· 7 min read ·

The Hash Function That Had to Run Backwards

Source: nodejs

The patch that landed in the March 2026 Node.js security release (CVE-2026-21717) looks modest on the surface: a few new fields in V8’s hash seed structure, a handful of multiply-and-XOR operations added to the array index string code path. The engineering behind it is considerably less modest. The problem required designing a hash function that satisfies two directly opposing requirements: unpredictability without knowledge of a secret, and efficient reversibility with knowledge of that secret.

Most HashDoS mitigations skip the second requirement entirely. This one could not.

The Vulnerability

V8 stores a computed hash in every string object’s raw_hash_field, a 32-bit slot that also encodes a type tag in the bottom two bits. The type tag distinguishes regular strings from array index strings, which are strings like "0", "1", and "1234" that represent valid JavaScript array indices (integers in the range 0 through 2^32 - 2).

For regular strings, V8 computes the hash using rapidhash seeded with a per-process random secret. Different process restarts produce different hashes for the same string. An attacker who cannot observe those hashes cannot reliably craft colliding keys.

For array index strings, V8 used a completely different encoding: the bottom 24 bits store the numeric value directly, and bits 26 through 31 store the string’s character length. The hash for "1234" was always (4 << 24) | 1234, regardless of which process was running or when.

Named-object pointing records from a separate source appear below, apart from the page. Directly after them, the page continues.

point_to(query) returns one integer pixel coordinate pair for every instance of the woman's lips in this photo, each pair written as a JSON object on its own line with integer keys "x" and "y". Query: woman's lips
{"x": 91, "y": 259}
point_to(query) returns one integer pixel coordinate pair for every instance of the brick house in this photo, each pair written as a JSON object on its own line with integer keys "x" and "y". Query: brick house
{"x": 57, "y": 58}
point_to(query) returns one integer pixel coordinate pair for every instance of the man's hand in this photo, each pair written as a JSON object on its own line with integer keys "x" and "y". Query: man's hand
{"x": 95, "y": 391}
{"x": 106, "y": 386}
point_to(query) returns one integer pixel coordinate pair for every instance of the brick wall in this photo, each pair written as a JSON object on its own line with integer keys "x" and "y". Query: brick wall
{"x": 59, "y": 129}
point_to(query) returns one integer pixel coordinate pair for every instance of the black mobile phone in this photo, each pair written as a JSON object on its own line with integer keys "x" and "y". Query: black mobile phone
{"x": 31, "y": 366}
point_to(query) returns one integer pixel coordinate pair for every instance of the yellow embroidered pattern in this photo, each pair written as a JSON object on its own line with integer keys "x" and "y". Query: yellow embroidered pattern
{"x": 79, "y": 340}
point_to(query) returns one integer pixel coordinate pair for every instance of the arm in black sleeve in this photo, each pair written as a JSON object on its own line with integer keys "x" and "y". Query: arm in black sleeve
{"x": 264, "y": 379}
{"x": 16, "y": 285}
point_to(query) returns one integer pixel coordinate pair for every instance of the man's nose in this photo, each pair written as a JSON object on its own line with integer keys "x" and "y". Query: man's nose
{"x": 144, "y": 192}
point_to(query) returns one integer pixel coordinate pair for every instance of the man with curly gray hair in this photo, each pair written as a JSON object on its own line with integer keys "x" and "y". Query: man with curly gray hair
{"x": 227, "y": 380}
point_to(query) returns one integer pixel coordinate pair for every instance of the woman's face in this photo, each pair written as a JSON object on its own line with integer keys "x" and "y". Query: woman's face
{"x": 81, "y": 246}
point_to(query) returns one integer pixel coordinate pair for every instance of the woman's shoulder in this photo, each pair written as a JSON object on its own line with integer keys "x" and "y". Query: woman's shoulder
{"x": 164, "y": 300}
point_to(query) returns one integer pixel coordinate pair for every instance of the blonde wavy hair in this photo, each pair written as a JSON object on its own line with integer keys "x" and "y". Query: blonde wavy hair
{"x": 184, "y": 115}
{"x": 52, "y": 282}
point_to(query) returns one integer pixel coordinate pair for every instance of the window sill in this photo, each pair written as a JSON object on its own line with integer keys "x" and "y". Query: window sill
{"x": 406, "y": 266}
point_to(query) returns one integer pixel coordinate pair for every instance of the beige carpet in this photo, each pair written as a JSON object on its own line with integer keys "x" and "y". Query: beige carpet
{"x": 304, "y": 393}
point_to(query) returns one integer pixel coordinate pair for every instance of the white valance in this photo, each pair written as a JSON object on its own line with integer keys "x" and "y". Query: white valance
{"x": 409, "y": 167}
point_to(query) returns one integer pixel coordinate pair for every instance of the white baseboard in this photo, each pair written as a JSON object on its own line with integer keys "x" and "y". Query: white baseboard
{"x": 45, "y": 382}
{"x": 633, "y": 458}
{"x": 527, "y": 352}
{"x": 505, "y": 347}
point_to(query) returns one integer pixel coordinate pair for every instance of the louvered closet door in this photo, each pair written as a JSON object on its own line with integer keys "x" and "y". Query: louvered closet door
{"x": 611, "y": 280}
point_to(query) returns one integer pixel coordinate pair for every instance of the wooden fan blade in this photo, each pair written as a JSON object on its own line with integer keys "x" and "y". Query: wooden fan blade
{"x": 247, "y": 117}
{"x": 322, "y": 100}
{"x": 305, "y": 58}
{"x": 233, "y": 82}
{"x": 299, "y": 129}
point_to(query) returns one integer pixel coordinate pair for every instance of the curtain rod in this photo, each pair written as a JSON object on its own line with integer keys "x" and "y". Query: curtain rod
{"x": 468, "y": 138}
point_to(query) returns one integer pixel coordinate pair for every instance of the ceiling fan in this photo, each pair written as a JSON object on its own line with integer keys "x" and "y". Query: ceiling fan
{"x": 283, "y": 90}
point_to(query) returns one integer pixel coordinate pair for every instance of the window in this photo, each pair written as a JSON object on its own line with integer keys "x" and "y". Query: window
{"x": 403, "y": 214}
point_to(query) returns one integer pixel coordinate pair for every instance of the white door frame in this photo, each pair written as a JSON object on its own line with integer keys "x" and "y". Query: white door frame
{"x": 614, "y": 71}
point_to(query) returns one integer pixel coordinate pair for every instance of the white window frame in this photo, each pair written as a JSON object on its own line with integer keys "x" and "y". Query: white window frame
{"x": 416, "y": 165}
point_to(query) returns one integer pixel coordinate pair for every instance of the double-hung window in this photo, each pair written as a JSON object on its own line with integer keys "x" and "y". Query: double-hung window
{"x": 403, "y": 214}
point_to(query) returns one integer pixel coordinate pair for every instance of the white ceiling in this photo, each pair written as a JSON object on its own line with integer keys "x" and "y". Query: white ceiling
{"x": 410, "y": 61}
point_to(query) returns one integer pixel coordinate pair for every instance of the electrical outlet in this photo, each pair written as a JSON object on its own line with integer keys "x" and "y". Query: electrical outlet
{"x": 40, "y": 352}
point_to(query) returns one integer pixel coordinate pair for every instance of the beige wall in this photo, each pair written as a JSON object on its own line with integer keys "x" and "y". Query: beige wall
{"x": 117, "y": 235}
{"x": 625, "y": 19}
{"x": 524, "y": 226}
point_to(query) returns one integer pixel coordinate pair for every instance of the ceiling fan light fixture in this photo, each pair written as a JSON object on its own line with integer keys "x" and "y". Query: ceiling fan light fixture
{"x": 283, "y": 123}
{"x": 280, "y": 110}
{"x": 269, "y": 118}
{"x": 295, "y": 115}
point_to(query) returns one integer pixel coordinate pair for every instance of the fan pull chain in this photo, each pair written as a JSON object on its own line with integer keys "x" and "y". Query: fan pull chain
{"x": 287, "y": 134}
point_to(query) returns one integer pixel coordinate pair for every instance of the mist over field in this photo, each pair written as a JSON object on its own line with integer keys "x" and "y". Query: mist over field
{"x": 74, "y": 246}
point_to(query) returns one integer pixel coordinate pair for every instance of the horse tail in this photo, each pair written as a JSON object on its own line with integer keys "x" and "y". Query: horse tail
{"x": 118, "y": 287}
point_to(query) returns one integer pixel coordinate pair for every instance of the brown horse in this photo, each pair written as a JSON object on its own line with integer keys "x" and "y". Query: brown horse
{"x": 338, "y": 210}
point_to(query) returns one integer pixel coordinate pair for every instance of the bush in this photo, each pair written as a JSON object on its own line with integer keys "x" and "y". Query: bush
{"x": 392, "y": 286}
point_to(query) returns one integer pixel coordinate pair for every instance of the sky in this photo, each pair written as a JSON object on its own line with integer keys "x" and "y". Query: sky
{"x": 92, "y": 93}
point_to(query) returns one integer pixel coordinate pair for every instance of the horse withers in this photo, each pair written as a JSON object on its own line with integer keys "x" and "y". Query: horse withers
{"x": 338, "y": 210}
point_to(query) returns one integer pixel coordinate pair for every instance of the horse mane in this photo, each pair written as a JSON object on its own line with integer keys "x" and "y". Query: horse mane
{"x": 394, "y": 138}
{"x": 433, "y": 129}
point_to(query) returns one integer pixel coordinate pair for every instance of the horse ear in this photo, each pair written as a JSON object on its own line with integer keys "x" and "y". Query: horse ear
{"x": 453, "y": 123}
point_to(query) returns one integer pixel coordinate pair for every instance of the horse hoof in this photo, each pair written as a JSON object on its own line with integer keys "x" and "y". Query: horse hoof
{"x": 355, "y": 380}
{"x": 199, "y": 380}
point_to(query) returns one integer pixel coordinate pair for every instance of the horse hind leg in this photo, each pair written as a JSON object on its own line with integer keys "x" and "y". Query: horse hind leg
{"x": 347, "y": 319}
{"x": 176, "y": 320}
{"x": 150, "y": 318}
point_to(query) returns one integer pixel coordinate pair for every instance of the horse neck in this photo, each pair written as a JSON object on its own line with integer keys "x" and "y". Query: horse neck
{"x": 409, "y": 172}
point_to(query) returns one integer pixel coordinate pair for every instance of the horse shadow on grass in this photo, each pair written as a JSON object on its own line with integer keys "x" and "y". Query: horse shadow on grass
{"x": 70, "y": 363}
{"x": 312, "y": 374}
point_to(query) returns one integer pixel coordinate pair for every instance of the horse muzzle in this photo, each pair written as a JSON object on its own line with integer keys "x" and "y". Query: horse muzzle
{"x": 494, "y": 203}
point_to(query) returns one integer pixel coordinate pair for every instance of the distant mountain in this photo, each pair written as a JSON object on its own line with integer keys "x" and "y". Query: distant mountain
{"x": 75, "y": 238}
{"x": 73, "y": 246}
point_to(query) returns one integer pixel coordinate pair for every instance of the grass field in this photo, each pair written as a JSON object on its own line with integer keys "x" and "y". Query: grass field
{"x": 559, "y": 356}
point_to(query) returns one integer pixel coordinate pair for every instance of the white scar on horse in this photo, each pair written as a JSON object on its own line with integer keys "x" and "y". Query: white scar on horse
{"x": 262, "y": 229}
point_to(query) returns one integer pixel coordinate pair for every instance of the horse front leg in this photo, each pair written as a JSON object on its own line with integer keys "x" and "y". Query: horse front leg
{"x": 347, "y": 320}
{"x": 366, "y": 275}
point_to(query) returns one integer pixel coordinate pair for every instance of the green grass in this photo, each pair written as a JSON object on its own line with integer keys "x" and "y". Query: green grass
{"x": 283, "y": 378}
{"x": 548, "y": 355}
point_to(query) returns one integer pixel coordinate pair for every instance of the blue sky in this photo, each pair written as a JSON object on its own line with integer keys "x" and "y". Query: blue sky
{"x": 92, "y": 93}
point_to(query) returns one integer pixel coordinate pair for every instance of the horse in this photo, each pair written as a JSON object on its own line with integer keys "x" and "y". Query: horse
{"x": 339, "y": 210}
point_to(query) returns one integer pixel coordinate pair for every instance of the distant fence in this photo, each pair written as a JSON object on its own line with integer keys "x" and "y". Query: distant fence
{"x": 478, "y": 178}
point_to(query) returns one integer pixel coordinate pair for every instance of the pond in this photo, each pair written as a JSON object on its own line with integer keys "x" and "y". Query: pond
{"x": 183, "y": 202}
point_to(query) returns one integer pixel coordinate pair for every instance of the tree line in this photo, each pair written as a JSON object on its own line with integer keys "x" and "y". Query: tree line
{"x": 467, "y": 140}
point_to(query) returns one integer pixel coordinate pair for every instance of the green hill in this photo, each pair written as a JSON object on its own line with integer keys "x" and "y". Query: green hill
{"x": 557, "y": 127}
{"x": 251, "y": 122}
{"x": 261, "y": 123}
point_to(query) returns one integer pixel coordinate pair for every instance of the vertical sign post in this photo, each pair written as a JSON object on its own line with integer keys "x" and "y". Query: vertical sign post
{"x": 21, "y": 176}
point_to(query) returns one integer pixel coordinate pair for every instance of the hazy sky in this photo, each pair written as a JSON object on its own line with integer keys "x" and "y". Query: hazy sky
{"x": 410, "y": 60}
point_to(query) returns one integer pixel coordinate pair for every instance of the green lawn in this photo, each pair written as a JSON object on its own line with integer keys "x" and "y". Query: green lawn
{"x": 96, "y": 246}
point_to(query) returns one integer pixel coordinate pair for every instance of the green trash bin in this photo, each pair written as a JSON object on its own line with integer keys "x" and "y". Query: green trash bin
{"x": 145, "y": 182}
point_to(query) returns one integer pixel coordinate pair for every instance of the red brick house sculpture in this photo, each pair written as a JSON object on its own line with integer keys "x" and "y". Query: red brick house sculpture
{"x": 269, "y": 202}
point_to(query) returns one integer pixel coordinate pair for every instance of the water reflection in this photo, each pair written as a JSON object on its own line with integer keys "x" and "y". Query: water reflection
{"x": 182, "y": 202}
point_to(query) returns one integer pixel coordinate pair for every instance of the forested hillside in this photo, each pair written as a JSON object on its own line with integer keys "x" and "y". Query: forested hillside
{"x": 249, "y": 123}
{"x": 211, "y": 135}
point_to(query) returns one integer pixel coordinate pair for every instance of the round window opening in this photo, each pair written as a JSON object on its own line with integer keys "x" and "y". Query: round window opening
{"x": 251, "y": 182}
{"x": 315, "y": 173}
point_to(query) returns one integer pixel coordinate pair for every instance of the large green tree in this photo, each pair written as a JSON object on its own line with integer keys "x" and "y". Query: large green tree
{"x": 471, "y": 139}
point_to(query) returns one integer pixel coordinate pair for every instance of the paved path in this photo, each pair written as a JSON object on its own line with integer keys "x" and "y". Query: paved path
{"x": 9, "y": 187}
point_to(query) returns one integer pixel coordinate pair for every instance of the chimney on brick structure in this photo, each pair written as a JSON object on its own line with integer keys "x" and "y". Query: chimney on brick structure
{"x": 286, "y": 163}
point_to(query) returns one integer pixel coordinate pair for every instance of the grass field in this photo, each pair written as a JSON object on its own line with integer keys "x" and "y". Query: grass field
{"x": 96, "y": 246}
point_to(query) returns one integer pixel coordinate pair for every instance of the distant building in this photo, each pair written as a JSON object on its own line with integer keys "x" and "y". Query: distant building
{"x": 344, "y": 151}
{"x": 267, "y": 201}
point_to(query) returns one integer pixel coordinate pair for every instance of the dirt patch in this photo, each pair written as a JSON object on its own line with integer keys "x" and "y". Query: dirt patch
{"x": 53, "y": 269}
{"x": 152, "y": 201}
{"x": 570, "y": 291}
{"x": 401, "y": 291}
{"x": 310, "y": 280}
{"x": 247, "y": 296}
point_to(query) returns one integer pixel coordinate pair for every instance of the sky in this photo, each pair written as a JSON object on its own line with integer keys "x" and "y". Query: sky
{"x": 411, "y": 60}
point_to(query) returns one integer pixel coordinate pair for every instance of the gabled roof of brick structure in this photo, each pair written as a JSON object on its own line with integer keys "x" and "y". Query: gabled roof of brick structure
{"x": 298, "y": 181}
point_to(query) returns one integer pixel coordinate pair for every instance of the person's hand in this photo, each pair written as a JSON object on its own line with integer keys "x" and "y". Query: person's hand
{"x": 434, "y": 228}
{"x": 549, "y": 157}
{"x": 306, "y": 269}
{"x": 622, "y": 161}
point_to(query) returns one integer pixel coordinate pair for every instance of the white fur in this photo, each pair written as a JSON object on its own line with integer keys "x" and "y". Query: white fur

Since hash table capacity in V8’s NumberDictionary is always a power of two, the effective bucket is hash & (capacity - 1). The length field occupies bits above bit 24, which the mask discards entirely for any realistic table size. The slot depends only on value mod capacity. An attacker who wants to fill one bucket just needs a list of integers that are congruent modulo the target table capacity.

The proof-of-concept in the advisory delivers roughly 2 MB of JSON and causes approximately 30 seconds of CPU stall per JSON.parse() call. The attack surface includes JSON.parse(), Object.fromEntries(), any framework that parses a request body into a JavaScript object, and spread operators over collections with numeric keys.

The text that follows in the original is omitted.